Bi-functional electrocatalysis through synergetic coupling strategy of atomically dispersed Fe and Co active sites anchored on 3D nitrogen-doped carbon sheets for Zn-air battery

Abstract Single atom catalysts (SACs) with unique structure gain much interest in the field of electrocatalysis and show a broad application prospect in long-life rechargeable Zn-air batteries. However, ingenious design and preparation of bi-metal SACs is still difficult to further enhance the bifunctional electrocatalytic activity. Herein, modified zeolitic imidazolate frameworks (SiO2@Fe-ZIF-8/67) was facilely designed to preparation atomically dispersed Fe and Co doping 3D nitrogen-doped carbon nanosheets (A-FeCo@NCNs). The Fe or Co single atoms are identified to be coordinated with N atoms and form FeN4, CoN4 or N3Fe-CoN3 anchored on 3D defect carbon, which act as reactive sites for the oxygen reduction reaction (ORR) and oxygen evolution reaction (OER). Through synergetic coupling effect, A-FeCo@NCNs exhibits excellent electrochemical performance with ORR/OER potential gap of 0.80 V. Density functional theory (DFT) calculations further indicate the synergistic effect between Fe and Co in A-FeCo@NCNs towards the enhancing ORR activity.
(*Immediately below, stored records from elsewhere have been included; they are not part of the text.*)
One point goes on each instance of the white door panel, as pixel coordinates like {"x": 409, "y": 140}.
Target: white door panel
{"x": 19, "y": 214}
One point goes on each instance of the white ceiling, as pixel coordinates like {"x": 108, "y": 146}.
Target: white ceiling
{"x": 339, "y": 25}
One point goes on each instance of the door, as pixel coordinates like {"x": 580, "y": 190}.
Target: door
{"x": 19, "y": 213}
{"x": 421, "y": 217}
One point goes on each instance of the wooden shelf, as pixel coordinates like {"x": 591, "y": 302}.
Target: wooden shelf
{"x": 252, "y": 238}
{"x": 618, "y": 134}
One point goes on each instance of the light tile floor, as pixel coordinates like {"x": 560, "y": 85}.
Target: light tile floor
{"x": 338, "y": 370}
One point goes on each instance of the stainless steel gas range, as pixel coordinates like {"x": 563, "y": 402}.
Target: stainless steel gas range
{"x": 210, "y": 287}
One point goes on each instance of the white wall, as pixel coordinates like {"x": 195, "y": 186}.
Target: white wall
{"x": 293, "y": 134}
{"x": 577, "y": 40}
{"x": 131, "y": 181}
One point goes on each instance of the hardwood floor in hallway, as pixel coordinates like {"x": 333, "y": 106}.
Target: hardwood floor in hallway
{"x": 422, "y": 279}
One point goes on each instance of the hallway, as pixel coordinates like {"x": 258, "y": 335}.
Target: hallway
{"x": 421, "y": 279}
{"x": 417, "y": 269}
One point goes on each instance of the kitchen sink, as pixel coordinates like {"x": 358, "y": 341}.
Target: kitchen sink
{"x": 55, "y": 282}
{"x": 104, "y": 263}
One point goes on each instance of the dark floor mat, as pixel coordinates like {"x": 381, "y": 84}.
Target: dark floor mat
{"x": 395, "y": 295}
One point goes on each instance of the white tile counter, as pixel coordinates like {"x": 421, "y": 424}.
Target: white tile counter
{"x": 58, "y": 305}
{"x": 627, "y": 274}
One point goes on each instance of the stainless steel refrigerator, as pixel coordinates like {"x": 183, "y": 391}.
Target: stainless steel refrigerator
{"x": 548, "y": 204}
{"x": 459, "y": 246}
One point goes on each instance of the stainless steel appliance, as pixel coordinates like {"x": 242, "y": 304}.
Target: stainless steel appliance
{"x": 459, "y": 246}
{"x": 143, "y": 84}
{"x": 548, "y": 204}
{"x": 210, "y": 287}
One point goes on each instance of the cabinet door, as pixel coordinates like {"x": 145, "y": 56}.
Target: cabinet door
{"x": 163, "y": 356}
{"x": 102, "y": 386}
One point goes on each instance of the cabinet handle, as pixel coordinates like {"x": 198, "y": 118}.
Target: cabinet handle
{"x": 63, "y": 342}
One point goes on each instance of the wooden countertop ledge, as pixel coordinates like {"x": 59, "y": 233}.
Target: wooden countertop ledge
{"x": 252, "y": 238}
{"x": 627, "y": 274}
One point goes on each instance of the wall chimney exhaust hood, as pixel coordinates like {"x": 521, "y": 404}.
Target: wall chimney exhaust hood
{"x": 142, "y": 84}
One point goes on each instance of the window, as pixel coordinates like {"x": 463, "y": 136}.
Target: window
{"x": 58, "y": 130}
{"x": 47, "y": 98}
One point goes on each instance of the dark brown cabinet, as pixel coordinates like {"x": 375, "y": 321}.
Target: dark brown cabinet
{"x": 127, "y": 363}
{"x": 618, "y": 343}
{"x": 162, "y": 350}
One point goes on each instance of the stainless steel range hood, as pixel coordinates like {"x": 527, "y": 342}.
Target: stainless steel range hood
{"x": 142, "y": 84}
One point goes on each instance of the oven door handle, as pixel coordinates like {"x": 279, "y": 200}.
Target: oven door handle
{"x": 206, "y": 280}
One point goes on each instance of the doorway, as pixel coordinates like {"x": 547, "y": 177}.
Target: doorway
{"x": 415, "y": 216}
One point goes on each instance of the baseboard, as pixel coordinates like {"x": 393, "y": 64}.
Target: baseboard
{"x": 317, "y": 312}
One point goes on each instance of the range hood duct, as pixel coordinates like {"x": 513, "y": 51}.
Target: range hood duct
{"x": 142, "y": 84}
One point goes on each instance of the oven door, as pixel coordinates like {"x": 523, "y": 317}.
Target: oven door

The as-prepared catalyst assembled Zn-air battery shows a maximum power density, and superb cycling stability, surpassing that based on commercial Pt/C+IrO2. Results from this study may provide a facile method for precious control of dual-metal single sites doped carbon with highly activity and durability for bifunctional electrocatalysis.